South Korea’s automotive manufacturer Hyundai announced the kick-off of a $5.5 billion electric vehicle and battery plant in the United States. The plant is expected to have an annual capacity of 300,000 units. Hyundai plans to begin commercial production in the first half of 2025.
The company said that the ground-breaking project in Savannah, Georgia is part of the Group’s “commitment of $10bn by 2025 to foster future mobility in the US, including production of EVs.” The project is set to kick off even as countries including Korea and the EU protest over USA’s electric tax policy.
In August 2022, US President Joe Biden signed the Inflation Reduction Act.
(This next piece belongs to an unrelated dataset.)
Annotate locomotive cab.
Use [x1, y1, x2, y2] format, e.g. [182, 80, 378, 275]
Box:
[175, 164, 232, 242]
According to the act, all-electric vehicles assembled in North America must qualify for tax credits in the United States. However, the act excluded Hyundai and conglomerate Kia from electric vehicle subsidies as they do not make cars in the USA. A few other major European automakers were also excluded from the act.
As per the Inflation Reduction Law, 70% of electric vehicles are eligible for tax credits, with a charge of up to $7,500 per vehicle.
Commenting about the issue, South Korea said Mr. Biden is open to continuing talks on the USA’s recent act which denies subsidies to most foreign electric vehicle manufacturers.
Besides, Mr. Biden also praised the efforts and investments made by foreign manufacturers, to build electric vehicles and battery plants in the US. This comes just as Honda Motor and LG Energy announced that they would locate a $4.4bn battery plant in Ohio.
Mr. Biden, in his letter to South Korean president Yoon Suk-yeol, promised to address Seoul’s concerns that the new U.S. rules would hurt South Korea’s automakers. As a result of the new law passed this August, only 20 electric vehicles qualify for subsidies. These include models from Ford Motor Co and BMW.